In his own words
I am a pretty good programmer. I program well in C, C++, Java, perl, shells, and PHP. I'm not really a guru in any (well, maybe C, but there are people whose skills at algorithms utterly blow me out of the water). My real skill is seeing the potential in other people's work and jumping on the bandwagon early so I can maximally profit from the cleverness of others. This is a socially valuable skill since it prevents me and others like me from having to become actual thieves. I love technology mainly because I fear it. I *must* know how things work, otherwise I don't have the upper hand, the things do. I think most of the people who program are like me, Salieris to a handful of Mozarts. And that's okay. Sherlock Holmes didn't write the stories, it was his bright but less intelligent friend, Dr. Watson.

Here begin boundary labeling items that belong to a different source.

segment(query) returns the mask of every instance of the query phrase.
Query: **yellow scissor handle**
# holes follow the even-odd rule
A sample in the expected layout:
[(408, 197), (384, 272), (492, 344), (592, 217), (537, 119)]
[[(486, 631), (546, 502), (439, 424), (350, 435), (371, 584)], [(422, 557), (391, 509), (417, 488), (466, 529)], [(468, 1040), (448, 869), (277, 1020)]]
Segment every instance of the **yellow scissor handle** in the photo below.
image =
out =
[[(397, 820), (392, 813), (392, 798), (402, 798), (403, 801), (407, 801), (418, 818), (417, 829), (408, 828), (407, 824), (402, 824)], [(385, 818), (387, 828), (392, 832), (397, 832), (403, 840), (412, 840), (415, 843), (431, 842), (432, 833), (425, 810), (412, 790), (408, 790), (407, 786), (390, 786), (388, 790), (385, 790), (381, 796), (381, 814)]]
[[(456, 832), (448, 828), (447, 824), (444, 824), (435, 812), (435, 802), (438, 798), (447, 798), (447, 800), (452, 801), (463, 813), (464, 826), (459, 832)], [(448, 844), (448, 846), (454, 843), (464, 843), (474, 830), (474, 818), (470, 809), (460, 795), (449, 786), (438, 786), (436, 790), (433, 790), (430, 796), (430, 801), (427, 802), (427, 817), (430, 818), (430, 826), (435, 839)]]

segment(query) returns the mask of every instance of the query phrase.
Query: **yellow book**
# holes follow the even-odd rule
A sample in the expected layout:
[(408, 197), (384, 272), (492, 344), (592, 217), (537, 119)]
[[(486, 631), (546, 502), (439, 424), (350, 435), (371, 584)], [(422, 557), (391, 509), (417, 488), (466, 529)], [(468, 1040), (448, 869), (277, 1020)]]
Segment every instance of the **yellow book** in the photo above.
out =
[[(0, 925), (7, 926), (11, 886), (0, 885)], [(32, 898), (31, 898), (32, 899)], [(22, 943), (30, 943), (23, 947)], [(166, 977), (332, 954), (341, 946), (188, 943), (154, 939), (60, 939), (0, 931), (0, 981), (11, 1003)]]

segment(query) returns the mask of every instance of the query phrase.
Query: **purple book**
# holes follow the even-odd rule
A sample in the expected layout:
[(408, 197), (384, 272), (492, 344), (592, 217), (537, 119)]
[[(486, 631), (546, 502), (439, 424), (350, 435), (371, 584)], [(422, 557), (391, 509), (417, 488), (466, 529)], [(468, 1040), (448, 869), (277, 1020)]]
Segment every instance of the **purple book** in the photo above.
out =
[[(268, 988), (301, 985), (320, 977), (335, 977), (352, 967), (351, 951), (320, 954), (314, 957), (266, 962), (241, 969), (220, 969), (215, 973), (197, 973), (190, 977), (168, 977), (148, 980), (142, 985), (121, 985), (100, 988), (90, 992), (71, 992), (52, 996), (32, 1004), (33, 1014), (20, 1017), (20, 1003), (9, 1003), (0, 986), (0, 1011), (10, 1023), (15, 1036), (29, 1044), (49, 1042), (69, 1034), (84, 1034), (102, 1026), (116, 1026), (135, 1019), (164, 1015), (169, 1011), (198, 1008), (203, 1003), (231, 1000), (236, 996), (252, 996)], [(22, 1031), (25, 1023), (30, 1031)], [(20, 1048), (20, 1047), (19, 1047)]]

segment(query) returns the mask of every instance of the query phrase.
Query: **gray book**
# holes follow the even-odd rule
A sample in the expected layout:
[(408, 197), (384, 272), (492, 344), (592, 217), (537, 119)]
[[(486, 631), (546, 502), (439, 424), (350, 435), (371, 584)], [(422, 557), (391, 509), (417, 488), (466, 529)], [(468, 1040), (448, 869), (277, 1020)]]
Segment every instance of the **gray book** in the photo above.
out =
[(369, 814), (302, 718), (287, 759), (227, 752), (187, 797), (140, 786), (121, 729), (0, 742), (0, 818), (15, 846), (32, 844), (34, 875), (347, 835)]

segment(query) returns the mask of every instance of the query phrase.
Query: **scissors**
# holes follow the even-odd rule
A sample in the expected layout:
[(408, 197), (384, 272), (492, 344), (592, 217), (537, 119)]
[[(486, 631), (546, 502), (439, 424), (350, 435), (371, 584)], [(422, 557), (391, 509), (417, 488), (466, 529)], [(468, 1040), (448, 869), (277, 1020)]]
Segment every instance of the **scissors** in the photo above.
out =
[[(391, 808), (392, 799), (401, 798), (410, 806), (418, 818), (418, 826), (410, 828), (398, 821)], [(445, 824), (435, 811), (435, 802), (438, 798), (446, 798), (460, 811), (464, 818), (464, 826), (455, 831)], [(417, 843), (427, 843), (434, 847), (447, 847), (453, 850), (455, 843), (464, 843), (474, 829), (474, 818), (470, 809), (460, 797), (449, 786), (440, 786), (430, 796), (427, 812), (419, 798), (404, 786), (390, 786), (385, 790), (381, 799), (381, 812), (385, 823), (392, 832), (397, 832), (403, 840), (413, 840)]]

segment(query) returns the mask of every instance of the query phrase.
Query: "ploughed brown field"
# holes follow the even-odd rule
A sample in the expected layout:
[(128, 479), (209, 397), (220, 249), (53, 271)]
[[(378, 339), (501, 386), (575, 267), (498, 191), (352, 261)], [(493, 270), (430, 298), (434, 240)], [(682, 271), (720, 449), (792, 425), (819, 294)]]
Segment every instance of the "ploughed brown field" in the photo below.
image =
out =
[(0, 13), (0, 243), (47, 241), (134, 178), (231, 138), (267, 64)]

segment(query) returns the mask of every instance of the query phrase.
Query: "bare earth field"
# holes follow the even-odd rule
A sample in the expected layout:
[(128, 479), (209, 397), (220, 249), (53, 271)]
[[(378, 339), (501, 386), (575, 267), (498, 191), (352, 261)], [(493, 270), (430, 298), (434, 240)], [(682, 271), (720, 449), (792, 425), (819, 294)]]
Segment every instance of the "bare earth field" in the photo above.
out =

My father was an electrical engineer who worked at Control Data for many years. He and I started homebrewing a S-100 bus Z80A based computer in the late 1970's. I had to start by writing I/O functions for the BIOS. I learned polling and interrupts here. The first time code of mine made the big single-sided single-density 8-inch BR-803 floppy drives step out to track zero and load the head, I was totally hooked to computers. The POWER! All that technology and engineering waiting for ME to tell it what to do! Heady stuff for a 12-year-old. Now that I think about, I suspect anyone who has wanted to be a programmer from an early age probably has psychological issues that require therapy.